Logit Bias

This document describes TomoriBot’s /config logit-bias design and runtime behavior.

Command Surface

/config logit-bias add
/config logit-bias remove
/config logit-bias upload

The command family accepts plain text such as sorry, hello, hi plus a shared bias value like -100, and also accepts explicit numeric token IDs.

Design Goals

Keep the user-facing UX text-first.
Preserve imported SillyTavern-style entries without forcing users to know token IDs.
Avoid re-tokenizing on every generation request.
Survive provider/model switches without throwing away the original text.

Source Of Truth

Each saved entry keeps:

text: the original user-provided term
value: the bias value
kind: text or token_id
tokenizations: cached token-ID lists keyed by tokenizer family

Raw text is the canonical source of truth. Cached tokenizations are derived data.

This means a switch to a different model does not destroy the original entry. Tomori can recompute a new tokenizer-specific cache later.

Runtime Model

At generation time, Tomori builds the OpenAI-style logit_bias map for the current model only.

Explicit numeric token-ID entries are always passed through directly.
Text entries only become runtime-ready when Tomori has a cached tokenization for the current tokenizer family.
Unknown tokenizer families remain saved but inactive.

Refresh Triggers

Tomori refreshes tokenizer caches when the effective text model changes or when new entries are added:

/config logit-bias add
/config logit-bias upload
/model text
/config provider switch when it changes or restores llm_id

Saved provider snapshots also preserve llm_logit_biases, so switching away and back keeps both the raw text and any previously-cached tokenizer data.

Current Local Tokenizer Support

The current local resolver supports OpenAI BPE families via gpt-tokenizer:

o200k_base
o200k_harmony
cl100k_base
p50k_base
p50k_edit
r50k_base

It also supports local tokenizer-family assets under tokenizers/ for:

deepseek_v3_r1
qwen3_5
mistral_small3
glm_zai
stepfun_step35
kimi_k2
gemma3
nemotron3

OpenRouter tokenizer metadata is read from the startup capability cache when available. Tomori also falls back to model-codename heuristics for both OpenAI BPE families and these local tokenizer families.

Text Variant Expansion

Plain-text entries are approximated as token-level bias by expanding a small set of variants before tokenization:

exact text
leading-space text
sentence-case text
leading-space sentence-case text

This improves common cases like banning sorry in both "sorry" and " sorry" positions.

Important Limitation

logit_bias is token-level, not word-level.

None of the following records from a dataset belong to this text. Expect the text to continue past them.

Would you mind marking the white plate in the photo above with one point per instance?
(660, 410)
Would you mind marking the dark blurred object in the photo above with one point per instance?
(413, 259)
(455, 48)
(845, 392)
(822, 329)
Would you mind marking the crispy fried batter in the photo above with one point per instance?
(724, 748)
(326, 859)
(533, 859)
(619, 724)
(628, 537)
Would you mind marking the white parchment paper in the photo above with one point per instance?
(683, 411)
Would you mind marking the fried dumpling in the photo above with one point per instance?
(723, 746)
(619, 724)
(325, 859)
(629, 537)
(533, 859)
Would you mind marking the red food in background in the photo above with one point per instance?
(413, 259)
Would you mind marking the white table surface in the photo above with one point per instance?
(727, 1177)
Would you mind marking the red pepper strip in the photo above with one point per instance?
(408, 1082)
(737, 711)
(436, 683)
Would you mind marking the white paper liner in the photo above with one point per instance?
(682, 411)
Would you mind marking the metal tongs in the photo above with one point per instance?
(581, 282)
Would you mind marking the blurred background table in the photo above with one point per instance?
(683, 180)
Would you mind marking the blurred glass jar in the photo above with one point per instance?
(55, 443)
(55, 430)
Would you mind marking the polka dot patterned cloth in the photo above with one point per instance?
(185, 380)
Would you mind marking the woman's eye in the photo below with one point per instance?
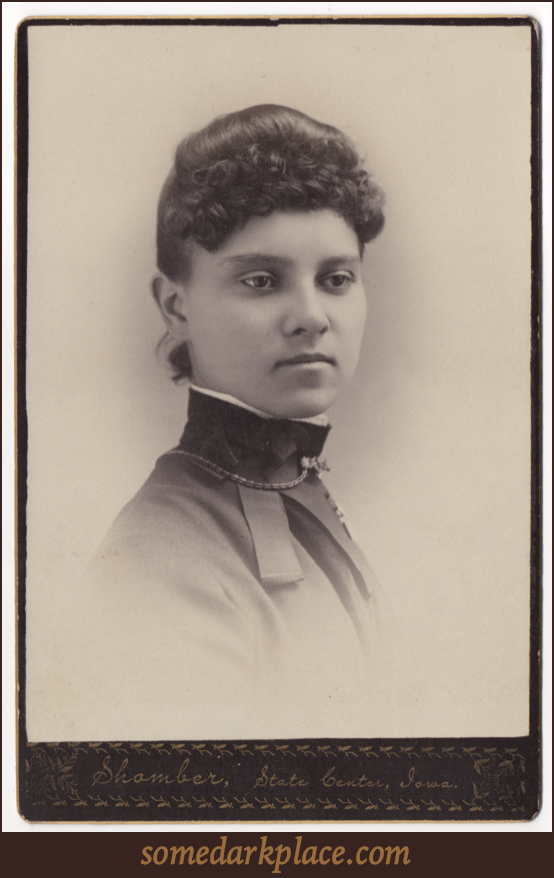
(338, 281)
(260, 282)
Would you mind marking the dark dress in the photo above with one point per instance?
(216, 603)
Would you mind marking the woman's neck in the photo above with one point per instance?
(226, 397)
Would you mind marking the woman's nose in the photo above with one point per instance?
(306, 312)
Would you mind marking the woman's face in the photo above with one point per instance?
(275, 316)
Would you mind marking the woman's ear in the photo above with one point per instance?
(170, 299)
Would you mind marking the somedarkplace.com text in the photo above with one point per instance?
(277, 856)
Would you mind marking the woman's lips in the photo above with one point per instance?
(306, 360)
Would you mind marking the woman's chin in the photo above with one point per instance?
(301, 405)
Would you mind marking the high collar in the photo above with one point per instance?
(246, 444)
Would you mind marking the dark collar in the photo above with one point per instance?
(246, 444)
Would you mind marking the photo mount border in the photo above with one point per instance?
(494, 779)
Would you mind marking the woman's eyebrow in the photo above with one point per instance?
(249, 258)
(272, 259)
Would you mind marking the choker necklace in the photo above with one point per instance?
(310, 465)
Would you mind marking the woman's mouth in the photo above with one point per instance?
(307, 360)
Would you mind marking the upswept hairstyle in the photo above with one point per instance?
(251, 163)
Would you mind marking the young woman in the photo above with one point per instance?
(228, 599)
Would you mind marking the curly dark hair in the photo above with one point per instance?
(251, 163)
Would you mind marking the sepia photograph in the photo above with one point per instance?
(278, 348)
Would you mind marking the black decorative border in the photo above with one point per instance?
(280, 780)
(488, 779)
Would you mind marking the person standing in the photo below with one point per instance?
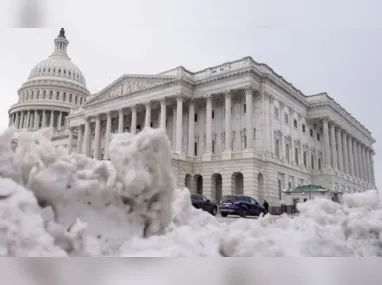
(266, 206)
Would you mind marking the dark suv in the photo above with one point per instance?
(240, 205)
(201, 202)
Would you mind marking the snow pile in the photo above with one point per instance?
(128, 206)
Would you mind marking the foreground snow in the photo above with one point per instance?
(130, 207)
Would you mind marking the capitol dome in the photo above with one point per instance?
(54, 87)
(58, 64)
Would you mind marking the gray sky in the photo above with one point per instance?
(328, 45)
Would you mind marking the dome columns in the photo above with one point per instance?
(36, 119)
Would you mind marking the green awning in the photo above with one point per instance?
(310, 187)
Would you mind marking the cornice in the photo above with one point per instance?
(93, 102)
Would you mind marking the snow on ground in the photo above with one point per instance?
(130, 207)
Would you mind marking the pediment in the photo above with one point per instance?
(128, 85)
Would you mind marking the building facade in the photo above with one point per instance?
(234, 128)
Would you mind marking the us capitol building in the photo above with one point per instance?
(238, 127)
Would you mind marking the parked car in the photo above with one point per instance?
(240, 205)
(201, 202)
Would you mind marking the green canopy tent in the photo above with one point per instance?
(310, 188)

Biasing the tokens that make up a word can also affect other words that share those same tokens. The text-first UX is therefore an approximation layer on top of a token-ID API.

Provider Gating

Tokenization support and request-parameter support are separate concerns.

Tokenization decides whether Tomori can turn raw text into token IDs for a model family.
Provider gating decides whether the runtime request actually sends logit_bias.

Tomori sends logit_bias on the following providers when active entries exist:

OpenRouter — gated on the model’s supported_parameters capability flag
DeepSeek — sent unconditionally when entries are present
Z.ai — sent unconditionally when entries are present
Z.ai Coding — sent unconditionally when entries are present
NVIDIA NIM — sent unconditionally when entries are present

Custom, NovelAI, and Google providers do not currently send logit_bias.

Storage

Server-wide active config:

server_chat_configs.llm_logit_biases

Per-provider saved snapshots:

saved_provider_configs.llm_logit_biases

Both store the same entry shape so switching providers can restore the exact same logical entries and cached tokenizer results.

Extension Path

To broaden text-first support beyond OpenAI BPE families, add tokenizer-family resolvers instead of per-model one-offs.

Use src/db/seed/catalog/models.ts to inventory the non-deprecated model families that need tokenizer assets. The practical target is one tokenizer implementation per family, not one tokenizer file per seeded row.

Local Tokenizer Assets

Tomori expects local tokenizer assets at repo-root tokenizers/ by default.

Default asset root: ./tokenizers
Optional override: TOKENIZER_ASSET_DIR

Deployment must include this directory explicitly. The Docker image now copies repo-root tokenizers/ into /app/tokenizers and sets TOKENIZER_ASSET_DIR=./tokenizers.